Como eu poderia aceitar a decisão de alguém de morrer? De alguém que eu amo? Hoje sei que Milla falava por si. Ela queria "ir", já no início do curso de Psicologia.

Durante o curso, nem tão próxima fui de Milla, mas tínhamos uma sintonia interessante. Gostava dela; ela me chamava de Dulcinha e tinha sempre uma palavra de elogio para mim ao nos encontrarmos nos diversos momentos do curso como colegas de disciplinas.

Ao vê-la, no final do curso, percebi o quanto ela estava diferente, renovada, o quanto havia crescido nos cinco anos do curso.

Todos crescemos muito durante tantos encontros sobre o humano em suas diversas abordagens da psicologia. Talvez por isso tenha sonhado com ela, pois havia refletido, especialmente, sobre sua mudança aparentemente positiva em um de nossos últimos encontros, antes do sonho.

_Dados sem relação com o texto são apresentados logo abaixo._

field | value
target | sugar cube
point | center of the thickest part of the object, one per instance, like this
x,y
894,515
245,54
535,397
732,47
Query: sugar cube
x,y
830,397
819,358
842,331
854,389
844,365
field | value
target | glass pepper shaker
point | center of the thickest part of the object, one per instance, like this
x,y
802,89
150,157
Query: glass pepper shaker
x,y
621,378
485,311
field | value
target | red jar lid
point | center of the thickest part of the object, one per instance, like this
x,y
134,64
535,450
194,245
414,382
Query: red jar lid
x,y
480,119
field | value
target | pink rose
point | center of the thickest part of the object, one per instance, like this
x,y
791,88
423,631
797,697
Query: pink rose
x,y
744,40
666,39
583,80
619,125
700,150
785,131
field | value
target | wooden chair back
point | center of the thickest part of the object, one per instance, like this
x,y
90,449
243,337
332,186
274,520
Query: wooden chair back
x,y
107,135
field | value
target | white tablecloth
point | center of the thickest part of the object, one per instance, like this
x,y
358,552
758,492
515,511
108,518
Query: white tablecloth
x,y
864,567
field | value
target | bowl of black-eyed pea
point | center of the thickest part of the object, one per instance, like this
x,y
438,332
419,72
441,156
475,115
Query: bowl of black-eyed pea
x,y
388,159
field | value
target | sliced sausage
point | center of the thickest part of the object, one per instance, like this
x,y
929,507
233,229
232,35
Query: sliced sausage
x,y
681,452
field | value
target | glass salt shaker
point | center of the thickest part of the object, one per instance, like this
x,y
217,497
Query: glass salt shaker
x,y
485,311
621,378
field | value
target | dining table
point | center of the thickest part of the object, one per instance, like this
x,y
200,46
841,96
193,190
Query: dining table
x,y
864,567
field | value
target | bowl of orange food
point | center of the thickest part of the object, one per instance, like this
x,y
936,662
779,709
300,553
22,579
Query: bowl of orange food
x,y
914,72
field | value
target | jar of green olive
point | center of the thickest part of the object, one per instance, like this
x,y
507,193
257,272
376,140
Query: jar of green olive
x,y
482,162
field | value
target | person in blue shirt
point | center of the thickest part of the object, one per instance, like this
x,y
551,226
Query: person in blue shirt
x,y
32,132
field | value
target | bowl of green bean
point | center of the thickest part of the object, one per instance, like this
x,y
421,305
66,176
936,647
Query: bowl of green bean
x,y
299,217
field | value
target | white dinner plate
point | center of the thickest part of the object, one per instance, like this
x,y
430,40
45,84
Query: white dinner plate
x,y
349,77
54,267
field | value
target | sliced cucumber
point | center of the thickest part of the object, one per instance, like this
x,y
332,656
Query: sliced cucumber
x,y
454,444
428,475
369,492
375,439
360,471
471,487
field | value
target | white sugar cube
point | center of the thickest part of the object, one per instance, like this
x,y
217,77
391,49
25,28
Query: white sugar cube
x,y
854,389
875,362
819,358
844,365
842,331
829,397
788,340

Encontrando-me com ela na última aula do final do semestre, resolvi lhe contar do sonho que tive com ela. Fiz uma introdução da nossa conversa tentando me justificar pela falta de lógica do sonho, mas também da força dele...

Ao lhe transmitir o que ela me dizia em sonho, percebi que ela ficou transtornada, visivelmente emocionada e, com os olhos marejados, me disse ser verdade o que ouvi dela em sonho.

Ela relatou que havia iniciado o curso com a  decisão de entrega da sua vida, de desistência da luta... Esse pensar fora adiado temporariamente e, agora, no final do curso, ela estava às voltas com essa decisão a lhe atormentar...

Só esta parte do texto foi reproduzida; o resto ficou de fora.